March 7-9, 1941: 8.2 inches. This was quite a winter for late snows. Nearly nine inches were on the ground when March began.
March 19-20, 1956: 8.7 inches. After it stopped on a Monday morning, this was a classic here-today-gone-today situation.
March 5, 1981: 8.8 inches. It was heavy and wet, and it stuck as temperatures were around freezing.
March 12, 1888; 10.5 inches. It was a Hall of Famer for New York City, the famous Blizzard of ’88. It didn’t have quite the same impact on Philadelphia, but that 10.5 inches would be 35 times the 0.3 inches that have fallen this winter in Philly.
March 19-21, 1958: 11.4 inches. The snow total doesn’t quite capture how disruptive this storm was. Winds and heavy snow ripped down power lines. Even though the Philadelphia region wasn’t as populated as it is today, this remains one of Peco’s all-time outage storms. More than 50 inches of snow was reported in Morgantown, Chester County.
March 13-14, 1993: 12.0 inches. This was that rarity — a March snow cover that wouldn’t go away. The snow stopped late on the morning of the 13th, but it was followed by hours of stinging sleet, and then an overnight flash freeze created an “Arctic landscape,” in the words of a weather service meteorologist, that was slow to melt.

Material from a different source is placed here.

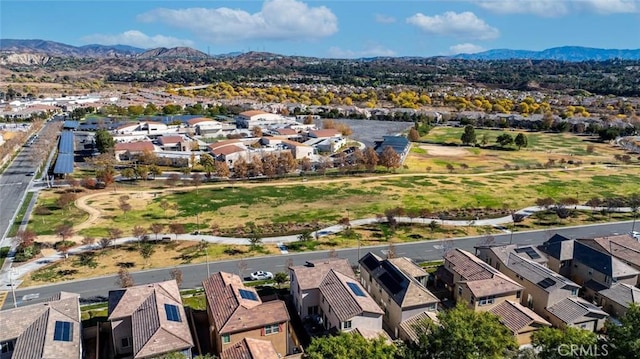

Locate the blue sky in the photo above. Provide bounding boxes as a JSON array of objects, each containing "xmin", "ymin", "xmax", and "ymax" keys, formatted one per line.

April 3-4, 1915: 19.5 inches. Here’s your Easter bonnet, with a couple of feet of snow upon it. The storm was a complete surprise, at least to The Inquirer. The forecast on the front page of the April 3 issue, the day before Easter, read: “Unsettled, rain likely.” That was a bit off the mark. On Saturday, a 12-hour siege defied the April sun by accumulating 19 inches, with a 0.4 topping on Easter.